En el origen, una constatación, formulada por Thomas Piketty: que la última mutación del capitalismo, de la hegemonía industrial a la financiera, pone la dominación en manos de una nueva aristocracia, en tanto que reduce el número de sus beneficiarios y refuerza la importancia del origen (la acumulación y la herencia) y en la medida en que el capital crece a un ritmo muy superior al de la economía productiva. Las exigencias de resultados cargan sobre la condición de los asalariados, conforme al gran mito ideológico de nuestro tiempo: la productividad (en otros momentos, se le llamaría sobreexplotación).

De estos hechos, se ha pasado a la constatación de un riesgo: la degradación de la situación política y social. La desigualdad es enormemente cara para un país, no solo porque cuesta dinero (en asistencia social) y se pierde talento, potencial humano y actividad económica, sino porque destruye las bases de la convivencia: el respeto y el reconocimiento mutuo. A partir de aquí las conclusiones difieren: unos temen la ruptura del status quo político (la crisis del bipartidismo sería el indicio) que ha ido estrechando cada vez más el espacio de lo posible (la sociedad de la indiferencia). Otros se preguntan si el nuevo capitalismo es compatible con la democracia y cuánto tiempo tardará en imponerse el autoritarismo posdemocrático.

Plantear la cuestión de la desigualdad estrictamente en términos económicos, de las rentas de las que dispone cada uno, no deja de ser una simplificación interesada.
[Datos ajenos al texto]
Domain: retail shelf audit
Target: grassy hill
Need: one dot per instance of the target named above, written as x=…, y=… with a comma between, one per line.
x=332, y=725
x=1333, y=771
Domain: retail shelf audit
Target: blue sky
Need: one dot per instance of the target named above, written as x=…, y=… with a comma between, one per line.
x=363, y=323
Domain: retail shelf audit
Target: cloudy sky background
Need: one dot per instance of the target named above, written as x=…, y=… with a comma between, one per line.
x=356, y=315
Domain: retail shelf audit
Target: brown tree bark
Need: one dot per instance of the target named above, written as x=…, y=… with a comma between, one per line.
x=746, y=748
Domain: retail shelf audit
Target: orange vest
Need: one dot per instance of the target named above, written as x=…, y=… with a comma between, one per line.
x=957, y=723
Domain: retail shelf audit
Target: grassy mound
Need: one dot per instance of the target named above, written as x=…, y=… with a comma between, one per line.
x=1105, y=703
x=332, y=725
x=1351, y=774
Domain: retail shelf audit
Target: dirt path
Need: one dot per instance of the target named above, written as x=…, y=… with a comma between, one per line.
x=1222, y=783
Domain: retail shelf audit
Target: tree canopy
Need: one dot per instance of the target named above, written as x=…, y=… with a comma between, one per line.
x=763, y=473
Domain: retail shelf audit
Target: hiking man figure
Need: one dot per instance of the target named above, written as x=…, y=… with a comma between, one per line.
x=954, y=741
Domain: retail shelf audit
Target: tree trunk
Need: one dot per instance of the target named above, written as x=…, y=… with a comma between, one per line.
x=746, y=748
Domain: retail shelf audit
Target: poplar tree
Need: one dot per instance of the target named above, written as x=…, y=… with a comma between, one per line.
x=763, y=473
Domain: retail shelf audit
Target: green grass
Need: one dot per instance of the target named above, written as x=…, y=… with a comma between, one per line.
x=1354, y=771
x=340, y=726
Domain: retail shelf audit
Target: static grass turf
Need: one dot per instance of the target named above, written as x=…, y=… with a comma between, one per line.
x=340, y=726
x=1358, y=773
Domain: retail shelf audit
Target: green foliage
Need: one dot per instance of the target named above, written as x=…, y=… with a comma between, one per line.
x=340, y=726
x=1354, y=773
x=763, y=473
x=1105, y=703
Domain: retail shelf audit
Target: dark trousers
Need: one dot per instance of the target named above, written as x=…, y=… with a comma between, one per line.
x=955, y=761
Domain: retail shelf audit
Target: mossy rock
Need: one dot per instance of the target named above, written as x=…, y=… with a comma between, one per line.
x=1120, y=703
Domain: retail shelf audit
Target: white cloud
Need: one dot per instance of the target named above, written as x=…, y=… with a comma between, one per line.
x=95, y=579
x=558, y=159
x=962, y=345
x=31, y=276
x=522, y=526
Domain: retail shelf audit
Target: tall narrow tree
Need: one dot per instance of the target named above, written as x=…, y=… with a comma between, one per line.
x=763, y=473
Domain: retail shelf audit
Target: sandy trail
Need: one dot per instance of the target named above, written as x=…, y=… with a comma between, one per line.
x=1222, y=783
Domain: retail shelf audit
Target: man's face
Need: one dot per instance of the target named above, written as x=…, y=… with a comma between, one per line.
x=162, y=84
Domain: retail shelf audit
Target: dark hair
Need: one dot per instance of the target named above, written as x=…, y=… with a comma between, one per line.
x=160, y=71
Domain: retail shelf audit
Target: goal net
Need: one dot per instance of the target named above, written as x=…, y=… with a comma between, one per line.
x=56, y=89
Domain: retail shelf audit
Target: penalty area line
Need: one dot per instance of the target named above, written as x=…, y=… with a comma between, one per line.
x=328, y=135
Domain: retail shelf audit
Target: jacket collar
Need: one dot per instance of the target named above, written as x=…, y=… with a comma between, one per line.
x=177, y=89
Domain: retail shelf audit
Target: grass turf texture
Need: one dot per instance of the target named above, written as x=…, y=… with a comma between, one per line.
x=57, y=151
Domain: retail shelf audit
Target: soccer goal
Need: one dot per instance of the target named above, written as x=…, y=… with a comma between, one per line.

Por dos razones: porque debajo de la desigualdad económica queda oculta la desigualdad política de fondo, “las relaciones de subordinación, fundamentadas en la relación salarial” (Frédéric Lordon); y porque la desigualdad tiene muchas caras y enmascararlas en las diferencias de rentas es una reducción que desnaturaliza el problema. La igualdad no es un fin en sí mismo sino un instrumento para la realización de las personas. Como dice el filósofo Harry Frankfurt: “Cuando es moralmente importante esforzarse por la igualdad siempre es porque actuar así fomentará otros valores”. Estos valores —la idea que tengamos de la vida buena— deberían ser el factor referencial del debate. Por eso, hay que ver la desigualdad en todos sus frentes, que son muchos: desigualdad política, de clase, de género, de origen, de respeto, de atención, de derechos, de formación, de acceso a los instrumentos tecnológicos (el nuevo analfabetismo que puede generar una nueva dualidad social), y tantas otras.

Hay dos visiones del progreso: la que lo reduce a su dimensión económica y tecnológica (instalada hoy en el poder por la vía de los Estados corporativos) y la que lo contempla en términos de cambio en los equilibrios sociales hacia un bienestar más generalizado, potenciando la complejidad de lo humano más allá de la condición económica. Reducir las desigualdades es garantizar unas condiciones de vida digna a todas las personas. Y, en este sentido es un hito que Suiza vote en referéndum la renta básica universal el día 5 de junio. Pero esta no es sólo una cuestión económica, tiene que ver también con el respeto y el reconocimiento. La peor forma de desigualdad es la humillación. Y las humillaciones están al orden del día: violencia de género, abusos policiales, disposición de los empleados como si fueran propiedad del dueño, condiciones crediticias leoninas... Luchar contra el abuso de poder, contra la injusticia flagrante, es una forma de trabajar por la igualdad. La reducción del individuo a la condición de ciudadano Nif (competidor, contribuyente, consumidor) es condenarlo a la aceptación resignada de la subordinación, incompatible con la autonomía que requiere la condición de hombre libre. La igualdad es una cuestión política, no sólo económica, porque concierne a la libertad propia y a la de los demás.